There are a number of edited volumes and some books that attempt to chart the emerging landscape of sustainable finance. Lehner 2016 offers a comprehensive overview of social and sustainable finance, while Paranque and Pérez 2016 provides a more critical take. Jeucken 2010 and Krosinsky and Purdom 2016 focus more on the practitioner perspective while remaining engaged with academic debates. Stewart, et al. 2009 was an early treatment of the relationship between finance and sustainable development.

  • Jeucken, Marcel. 2010. Sustainable finance and banking: The financial sector and the future of the planet. Boca Raton, FL: Routledge.

    Accessible text written by a prominent practitioner with a lot of experience in responsible investing with both pension funds and private banks. The book presents a discussion of sustainability from the perspective of multiple kinds of organizations, as well as a number of case studies.

  • Krosinsky, Cary, and Sophie Purdom, eds. 2016. Sustainable investing: Revolutions in theory and practice. London: Taylor & Francis.

    A concise introduction to current trends in sustainable investing, with short, mostly jargon-free essays by academics, practitioners, and a few undergraduate students on topics ranging from climate-smart landscapes to infrastructure to emissions reductions to investment strategies.

  • Lehner, Othmar M. 2016. Routledge handbook of social and sustainable finance. London: Routledge.

    An indispensable volume that charts the landscape of sustainable finance from multiple disciplinary and theoretical perspectives, and a necessary resource for researchers.

  • Paranque, Bernard, and Roland Pérez, eds. 2016. Finance reconsidered: New perspectives for a responsible and sustainable finance.

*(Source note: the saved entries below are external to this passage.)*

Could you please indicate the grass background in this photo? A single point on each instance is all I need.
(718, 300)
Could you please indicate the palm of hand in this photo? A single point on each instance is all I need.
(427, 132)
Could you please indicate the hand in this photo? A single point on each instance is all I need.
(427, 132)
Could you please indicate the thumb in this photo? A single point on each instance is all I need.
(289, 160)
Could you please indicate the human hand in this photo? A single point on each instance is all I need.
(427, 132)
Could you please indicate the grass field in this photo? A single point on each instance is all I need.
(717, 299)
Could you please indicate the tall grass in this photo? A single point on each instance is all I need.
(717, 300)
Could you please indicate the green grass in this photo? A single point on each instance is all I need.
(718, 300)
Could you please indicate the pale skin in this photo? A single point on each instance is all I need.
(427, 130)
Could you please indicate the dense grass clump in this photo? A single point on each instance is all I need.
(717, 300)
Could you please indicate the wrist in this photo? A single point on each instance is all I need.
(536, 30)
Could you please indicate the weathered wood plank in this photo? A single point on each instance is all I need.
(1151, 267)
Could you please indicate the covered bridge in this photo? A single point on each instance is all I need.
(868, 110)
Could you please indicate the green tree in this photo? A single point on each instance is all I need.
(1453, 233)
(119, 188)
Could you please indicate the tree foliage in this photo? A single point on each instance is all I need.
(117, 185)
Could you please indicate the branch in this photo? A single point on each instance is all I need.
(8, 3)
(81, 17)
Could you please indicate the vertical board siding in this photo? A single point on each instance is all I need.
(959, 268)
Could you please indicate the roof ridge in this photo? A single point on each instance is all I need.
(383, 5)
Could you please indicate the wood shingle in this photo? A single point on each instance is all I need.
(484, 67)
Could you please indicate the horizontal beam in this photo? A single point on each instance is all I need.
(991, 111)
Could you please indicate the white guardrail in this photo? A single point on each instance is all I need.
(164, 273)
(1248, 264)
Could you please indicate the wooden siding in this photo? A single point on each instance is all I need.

Bingley, UK: Emerald Group.

    A theoretically focused collection of essays by leading (critical) scholars of socially responsible investing and sustainable finance. It deals especially with academic finance and its (in)ability to critically assess sustainability and responsibility. The volume attempts to reimagine finance as a “commons.”

  • Stewart, Richard B., Benedict Kingsbury, and Bryce Rudyk, eds. 2009. Climate finance: Regulatory and funding strategies for climate change and global development. New York: New York Univ. Press.

    A collection of essays with a focus on the role of financial institutions (and the regulation of those institutions) in sustainable development. This was an early treatment of the subject by leading scholars.